The Feasibility of Wearable and Self-Report Stress Detection Measures in a Semi-Controlled Lab Environment

Abstract

Workplace-related stressors, economic strain, and lack of access to educational and basic needs have exacerbated feelings of stress in the United States. Ongoing stress can result in an increased risk of cardiovascular, musculoskeletal, and mental health disorders. Similarly, workplace stress can translate to a decrease in employee productivity and higher costs associated with employee absenteeism in an organization. Detecting stress and the events that correlate with stress during a workday is the first step to addressing its negative effects on health and wellbeing. Although there are a variety of techniques for stress detection using physiological signals, there is still limited research on the ability of behavioral measures to improve the performance of stress detection algorithms. In this study, we evaluated the feasibility of detecting stress using deep learning, a subfield of machine learning, on a small data set consisting of electrodermal activity, skin temperature, and heart rate measurements, in combination with self-reported anxiety and stress.

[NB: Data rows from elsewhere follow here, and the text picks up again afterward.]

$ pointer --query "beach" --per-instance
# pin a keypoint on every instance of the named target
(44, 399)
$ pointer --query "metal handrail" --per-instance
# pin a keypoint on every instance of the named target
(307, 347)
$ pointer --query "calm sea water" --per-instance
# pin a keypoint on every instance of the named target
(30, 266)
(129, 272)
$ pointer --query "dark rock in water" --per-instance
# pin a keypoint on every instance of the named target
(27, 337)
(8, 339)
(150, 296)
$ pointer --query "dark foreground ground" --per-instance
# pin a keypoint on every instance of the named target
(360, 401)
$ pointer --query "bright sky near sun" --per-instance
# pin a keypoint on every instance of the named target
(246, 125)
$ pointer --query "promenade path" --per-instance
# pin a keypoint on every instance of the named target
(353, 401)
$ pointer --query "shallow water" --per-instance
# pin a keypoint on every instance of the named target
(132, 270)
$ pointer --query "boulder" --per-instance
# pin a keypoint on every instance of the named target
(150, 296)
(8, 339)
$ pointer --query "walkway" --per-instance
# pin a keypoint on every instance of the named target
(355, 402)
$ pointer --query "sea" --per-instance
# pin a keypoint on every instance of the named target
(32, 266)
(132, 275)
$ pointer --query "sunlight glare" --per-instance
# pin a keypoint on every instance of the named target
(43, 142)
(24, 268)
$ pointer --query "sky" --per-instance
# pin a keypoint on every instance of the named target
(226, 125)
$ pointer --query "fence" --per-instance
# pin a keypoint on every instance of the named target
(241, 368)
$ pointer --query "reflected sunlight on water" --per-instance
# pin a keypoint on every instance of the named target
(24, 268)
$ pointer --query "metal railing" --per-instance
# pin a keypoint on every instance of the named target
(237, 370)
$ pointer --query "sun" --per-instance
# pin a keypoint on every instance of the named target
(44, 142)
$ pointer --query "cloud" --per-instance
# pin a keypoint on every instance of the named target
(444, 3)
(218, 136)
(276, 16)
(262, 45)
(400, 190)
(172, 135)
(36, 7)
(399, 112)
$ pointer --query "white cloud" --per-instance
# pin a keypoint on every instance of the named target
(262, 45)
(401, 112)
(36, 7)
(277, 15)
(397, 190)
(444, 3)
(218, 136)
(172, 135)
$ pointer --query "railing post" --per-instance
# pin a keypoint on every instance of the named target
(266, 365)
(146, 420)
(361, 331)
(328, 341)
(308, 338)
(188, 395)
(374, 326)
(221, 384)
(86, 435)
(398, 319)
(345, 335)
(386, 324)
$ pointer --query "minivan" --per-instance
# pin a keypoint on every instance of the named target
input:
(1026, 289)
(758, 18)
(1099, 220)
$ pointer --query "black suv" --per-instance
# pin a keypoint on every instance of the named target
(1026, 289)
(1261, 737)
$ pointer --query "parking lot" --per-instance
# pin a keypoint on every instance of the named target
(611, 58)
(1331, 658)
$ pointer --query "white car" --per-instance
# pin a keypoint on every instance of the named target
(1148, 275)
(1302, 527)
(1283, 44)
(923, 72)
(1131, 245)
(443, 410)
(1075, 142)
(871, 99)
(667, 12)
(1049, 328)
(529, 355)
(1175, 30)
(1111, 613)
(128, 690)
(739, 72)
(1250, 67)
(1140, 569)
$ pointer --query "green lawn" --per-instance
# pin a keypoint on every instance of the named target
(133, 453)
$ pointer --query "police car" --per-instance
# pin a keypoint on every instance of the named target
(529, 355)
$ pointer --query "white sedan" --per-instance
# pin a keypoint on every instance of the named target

The model was able to detect stress periods with 96% accuracy when using the combined wearable device and survey data, compared to the wearable device dataset alone (88% accuracy). Creating multi-dimensional datasets that include both wearable device data and ratings of perceived stress could help correlate stress-inducing events with feelings of stress at the individual level and help reduce intra-individual variabilities due to the subjective nature of the stress response.